Given the government’s acknowledgement of a climate emergency, planning policy supports the development of more renewable energy sources. As a High Court case concerning a proposed very large solar energy farm showed, however, the location of such facilities is often a source of intense local controversy.
The proposal was for the installation of about 100,000 solar panels on 85 hectares of agricultural land, together with security fencing, CCTV cameras, a battery storage facility, transformer stations and other infrastructure. The predominantly rural site was on the edge of a village and of archaeological interest. Within the setting of several listed buildings, it was close to a conservation area.
After receiving more than 680 objections to the proposal, the local authority refused planning permission.
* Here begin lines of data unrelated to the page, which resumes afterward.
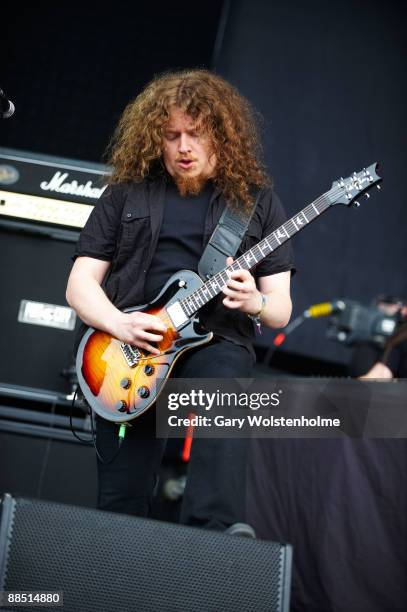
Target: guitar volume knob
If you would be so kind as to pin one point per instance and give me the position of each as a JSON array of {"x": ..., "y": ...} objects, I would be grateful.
[
  {"x": 121, "y": 406},
  {"x": 125, "y": 383},
  {"x": 143, "y": 392}
]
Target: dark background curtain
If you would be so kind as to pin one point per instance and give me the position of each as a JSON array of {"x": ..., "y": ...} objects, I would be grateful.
[{"x": 328, "y": 79}]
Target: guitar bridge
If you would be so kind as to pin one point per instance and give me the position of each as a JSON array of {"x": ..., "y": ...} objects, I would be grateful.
[{"x": 130, "y": 353}]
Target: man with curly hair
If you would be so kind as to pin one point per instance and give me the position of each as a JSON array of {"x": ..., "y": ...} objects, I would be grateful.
[{"x": 183, "y": 149}]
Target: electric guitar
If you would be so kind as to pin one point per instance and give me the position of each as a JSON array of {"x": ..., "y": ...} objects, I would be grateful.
[{"x": 121, "y": 381}]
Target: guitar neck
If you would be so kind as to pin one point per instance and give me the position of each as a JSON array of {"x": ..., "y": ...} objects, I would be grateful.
[{"x": 198, "y": 298}]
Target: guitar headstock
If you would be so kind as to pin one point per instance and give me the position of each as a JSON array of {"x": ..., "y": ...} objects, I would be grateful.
[{"x": 345, "y": 191}]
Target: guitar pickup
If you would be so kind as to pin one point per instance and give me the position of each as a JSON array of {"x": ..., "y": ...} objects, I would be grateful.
[{"x": 177, "y": 315}]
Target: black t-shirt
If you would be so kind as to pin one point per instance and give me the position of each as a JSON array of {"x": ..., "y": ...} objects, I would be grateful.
[
  {"x": 180, "y": 242},
  {"x": 126, "y": 227}
]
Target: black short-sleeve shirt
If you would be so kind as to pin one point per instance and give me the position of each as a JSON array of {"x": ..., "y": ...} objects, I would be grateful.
[{"x": 124, "y": 228}]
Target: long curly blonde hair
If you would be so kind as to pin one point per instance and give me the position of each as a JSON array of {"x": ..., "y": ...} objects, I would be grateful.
[{"x": 135, "y": 151}]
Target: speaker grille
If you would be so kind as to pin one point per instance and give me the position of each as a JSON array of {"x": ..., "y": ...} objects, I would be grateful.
[{"x": 105, "y": 561}]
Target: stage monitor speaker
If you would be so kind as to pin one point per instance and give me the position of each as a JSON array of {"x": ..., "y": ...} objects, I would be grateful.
[
  {"x": 105, "y": 561},
  {"x": 33, "y": 267}
]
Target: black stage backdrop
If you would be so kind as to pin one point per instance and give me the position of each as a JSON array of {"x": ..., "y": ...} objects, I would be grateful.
[
  {"x": 329, "y": 80},
  {"x": 71, "y": 68}
]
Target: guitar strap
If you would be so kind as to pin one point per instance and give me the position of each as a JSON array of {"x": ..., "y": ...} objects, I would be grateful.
[{"x": 225, "y": 240}]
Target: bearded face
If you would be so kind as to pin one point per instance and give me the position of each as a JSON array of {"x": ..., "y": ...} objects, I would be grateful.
[{"x": 187, "y": 153}]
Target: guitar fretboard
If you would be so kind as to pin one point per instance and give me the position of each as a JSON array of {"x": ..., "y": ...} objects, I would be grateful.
[{"x": 201, "y": 296}]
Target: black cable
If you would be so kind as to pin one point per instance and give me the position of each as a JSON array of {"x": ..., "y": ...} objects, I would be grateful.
[
  {"x": 99, "y": 456},
  {"x": 92, "y": 440},
  {"x": 72, "y": 406}
]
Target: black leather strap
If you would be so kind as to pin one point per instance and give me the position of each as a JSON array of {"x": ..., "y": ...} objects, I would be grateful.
[{"x": 225, "y": 240}]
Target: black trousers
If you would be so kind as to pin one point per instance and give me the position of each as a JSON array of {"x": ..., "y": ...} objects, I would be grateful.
[{"x": 215, "y": 495}]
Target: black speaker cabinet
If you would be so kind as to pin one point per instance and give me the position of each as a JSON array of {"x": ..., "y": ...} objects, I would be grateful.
[
  {"x": 110, "y": 562},
  {"x": 33, "y": 267}
]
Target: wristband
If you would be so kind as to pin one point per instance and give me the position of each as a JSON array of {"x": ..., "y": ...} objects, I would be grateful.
[{"x": 256, "y": 317}]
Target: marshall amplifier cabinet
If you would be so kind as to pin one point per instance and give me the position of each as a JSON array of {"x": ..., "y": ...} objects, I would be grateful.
[{"x": 44, "y": 202}]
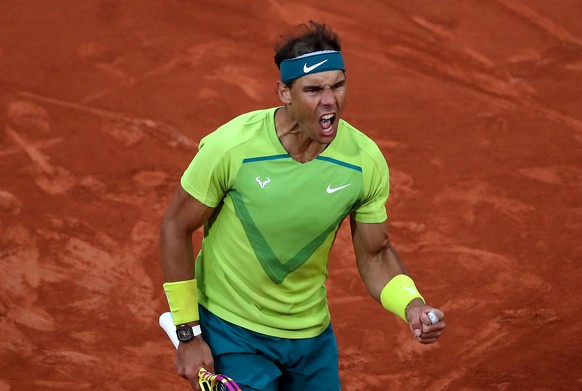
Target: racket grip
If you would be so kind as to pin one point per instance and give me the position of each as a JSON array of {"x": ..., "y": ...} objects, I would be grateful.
[{"x": 167, "y": 323}]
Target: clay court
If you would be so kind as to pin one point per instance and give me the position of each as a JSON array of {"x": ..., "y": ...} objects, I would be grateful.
[{"x": 475, "y": 104}]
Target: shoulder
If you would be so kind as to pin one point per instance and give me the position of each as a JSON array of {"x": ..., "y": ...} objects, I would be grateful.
[{"x": 239, "y": 130}]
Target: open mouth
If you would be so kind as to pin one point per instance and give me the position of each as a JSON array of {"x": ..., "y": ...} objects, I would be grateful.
[{"x": 326, "y": 121}]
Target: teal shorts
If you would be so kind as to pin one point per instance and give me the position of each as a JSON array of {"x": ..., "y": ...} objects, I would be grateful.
[{"x": 258, "y": 362}]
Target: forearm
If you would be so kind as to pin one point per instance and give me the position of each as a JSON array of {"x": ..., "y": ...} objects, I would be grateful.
[
  {"x": 378, "y": 269},
  {"x": 176, "y": 252}
]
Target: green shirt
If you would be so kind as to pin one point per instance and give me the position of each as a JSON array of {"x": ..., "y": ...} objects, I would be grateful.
[{"x": 264, "y": 257}]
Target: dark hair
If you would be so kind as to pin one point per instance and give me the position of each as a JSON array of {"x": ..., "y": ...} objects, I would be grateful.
[{"x": 306, "y": 38}]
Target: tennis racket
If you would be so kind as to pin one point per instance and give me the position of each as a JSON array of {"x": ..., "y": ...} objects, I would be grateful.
[{"x": 208, "y": 381}]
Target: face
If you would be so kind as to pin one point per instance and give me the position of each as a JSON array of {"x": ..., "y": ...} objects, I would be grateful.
[{"x": 316, "y": 103}]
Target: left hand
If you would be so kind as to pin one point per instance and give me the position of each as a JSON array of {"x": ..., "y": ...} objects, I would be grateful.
[{"x": 420, "y": 323}]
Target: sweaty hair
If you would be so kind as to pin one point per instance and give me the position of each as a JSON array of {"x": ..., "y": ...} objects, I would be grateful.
[{"x": 307, "y": 38}]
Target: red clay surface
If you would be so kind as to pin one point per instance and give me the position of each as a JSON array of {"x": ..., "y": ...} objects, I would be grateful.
[{"x": 476, "y": 105}]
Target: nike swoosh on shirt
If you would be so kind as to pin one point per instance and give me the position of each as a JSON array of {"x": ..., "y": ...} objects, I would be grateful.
[
  {"x": 334, "y": 189},
  {"x": 307, "y": 69}
]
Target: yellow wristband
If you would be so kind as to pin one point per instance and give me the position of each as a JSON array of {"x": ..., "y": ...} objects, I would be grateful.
[
  {"x": 183, "y": 300},
  {"x": 398, "y": 293}
]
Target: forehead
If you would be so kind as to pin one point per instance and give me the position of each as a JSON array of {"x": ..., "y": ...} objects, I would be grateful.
[{"x": 321, "y": 79}]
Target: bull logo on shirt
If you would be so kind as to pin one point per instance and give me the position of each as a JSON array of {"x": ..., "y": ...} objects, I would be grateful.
[{"x": 263, "y": 183}]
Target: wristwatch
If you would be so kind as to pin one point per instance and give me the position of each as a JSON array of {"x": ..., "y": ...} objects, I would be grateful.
[{"x": 187, "y": 333}]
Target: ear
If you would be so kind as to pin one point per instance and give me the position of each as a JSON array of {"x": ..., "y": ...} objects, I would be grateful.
[{"x": 283, "y": 92}]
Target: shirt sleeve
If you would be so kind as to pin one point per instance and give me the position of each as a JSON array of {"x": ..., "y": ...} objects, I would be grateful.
[
  {"x": 376, "y": 176},
  {"x": 207, "y": 178}
]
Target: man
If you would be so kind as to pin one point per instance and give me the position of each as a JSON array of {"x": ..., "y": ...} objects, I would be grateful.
[{"x": 271, "y": 189}]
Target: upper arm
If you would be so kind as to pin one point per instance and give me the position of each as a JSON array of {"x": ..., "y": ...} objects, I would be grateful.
[{"x": 185, "y": 214}]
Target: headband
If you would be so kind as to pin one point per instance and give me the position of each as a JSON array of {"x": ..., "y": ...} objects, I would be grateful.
[{"x": 310, "y": 63}]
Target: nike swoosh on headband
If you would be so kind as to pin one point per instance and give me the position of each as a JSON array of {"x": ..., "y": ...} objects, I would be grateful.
[{"x": 307, "y": 69}]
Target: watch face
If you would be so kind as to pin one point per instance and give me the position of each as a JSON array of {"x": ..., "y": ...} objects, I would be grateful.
[{"x": 185, "y": 333}]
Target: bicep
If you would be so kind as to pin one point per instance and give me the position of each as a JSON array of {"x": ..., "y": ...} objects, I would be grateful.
[{"x": 185, "y": 214}]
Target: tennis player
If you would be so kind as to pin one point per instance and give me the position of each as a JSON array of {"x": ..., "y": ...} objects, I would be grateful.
[{"x": 271, "y": 188}]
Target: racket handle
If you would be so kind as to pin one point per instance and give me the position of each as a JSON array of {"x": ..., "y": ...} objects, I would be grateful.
[{"x": 167, "y": 324}]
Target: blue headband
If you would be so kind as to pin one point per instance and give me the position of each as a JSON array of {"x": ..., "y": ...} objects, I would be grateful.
[{"x": 308, "y": 64}]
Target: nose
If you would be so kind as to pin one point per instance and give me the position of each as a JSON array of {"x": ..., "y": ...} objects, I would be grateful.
[{"x": 328, "y": 96}]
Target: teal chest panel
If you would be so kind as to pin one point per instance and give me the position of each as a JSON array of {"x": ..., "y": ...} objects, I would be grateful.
[{"x": 289, "y": 210}]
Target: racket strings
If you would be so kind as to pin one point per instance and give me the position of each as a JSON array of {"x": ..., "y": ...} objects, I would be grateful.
[{"x": 209, "y": 381}]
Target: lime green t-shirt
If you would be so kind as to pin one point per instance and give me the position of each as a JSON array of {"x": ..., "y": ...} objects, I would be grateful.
[{"x": 264, "y": 257}]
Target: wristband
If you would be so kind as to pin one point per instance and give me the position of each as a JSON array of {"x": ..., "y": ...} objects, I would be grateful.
[
  {"x": 398, "y": 293},
  {"x": 182, "y": 297}
]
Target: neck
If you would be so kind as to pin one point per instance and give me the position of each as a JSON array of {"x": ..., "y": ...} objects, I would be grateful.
[{"x": 296, "y": 142}]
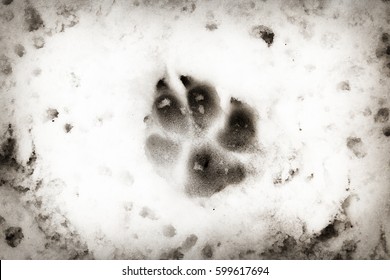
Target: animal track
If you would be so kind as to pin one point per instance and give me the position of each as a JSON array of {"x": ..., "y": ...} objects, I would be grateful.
[{"x": 179, "y": 122}]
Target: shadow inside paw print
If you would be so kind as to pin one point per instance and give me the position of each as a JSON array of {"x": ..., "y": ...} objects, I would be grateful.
[{"x": 211, "y": 164}]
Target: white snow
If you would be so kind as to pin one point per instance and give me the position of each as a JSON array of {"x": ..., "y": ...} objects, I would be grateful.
[{"x": 100, "y": 76}]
It said, amongst other things, that the scale of the development would have an adverse impact on the landscape character and visual amenity of the area and would be harmful to the local historic environment.
The would-be developer, however, successfully appealed against that decision to a planning inspector, who granted planning consent. Citing the climate emergency and the government’s target of achieving net zero carbon emissions by 2050, he found that the development would make a material contribution to the decarbonisation of energy production and would not conflict with the objectives of relevant local and national planning policies when taken as a whole.
The inspector found that the area surrounding the site was of medium landscape value. Controversially from the point of view of objectors, however, he ruled that it was not a ‘valued landscape’ within the meaning of the National Planning Policy Framework. Visual impact – which he assessed as medium or slight – would decrease over time and could be mitigated.
Challenging that outcome, a campaign group comprising 450 local residents made numerous criticisms of the procedure followed by the inspector and his interpretation of planning policies. It argued, amongst other things, that he was wrong to treat certain late revisions to the proposal as only minor. He was also said to have erred in failing to consider alternative locations for the development.
In dismissing those and other complaints, however, the Court detected no material error of law or procedure in the inspector’s approach. He had acknowledged the strong feelings expressed by objectors regarding the esteem in which the local landscape was held. He was not, however, obliged to rehearse every argument and was entitled to conclude that the site did not form part of a valued landscape.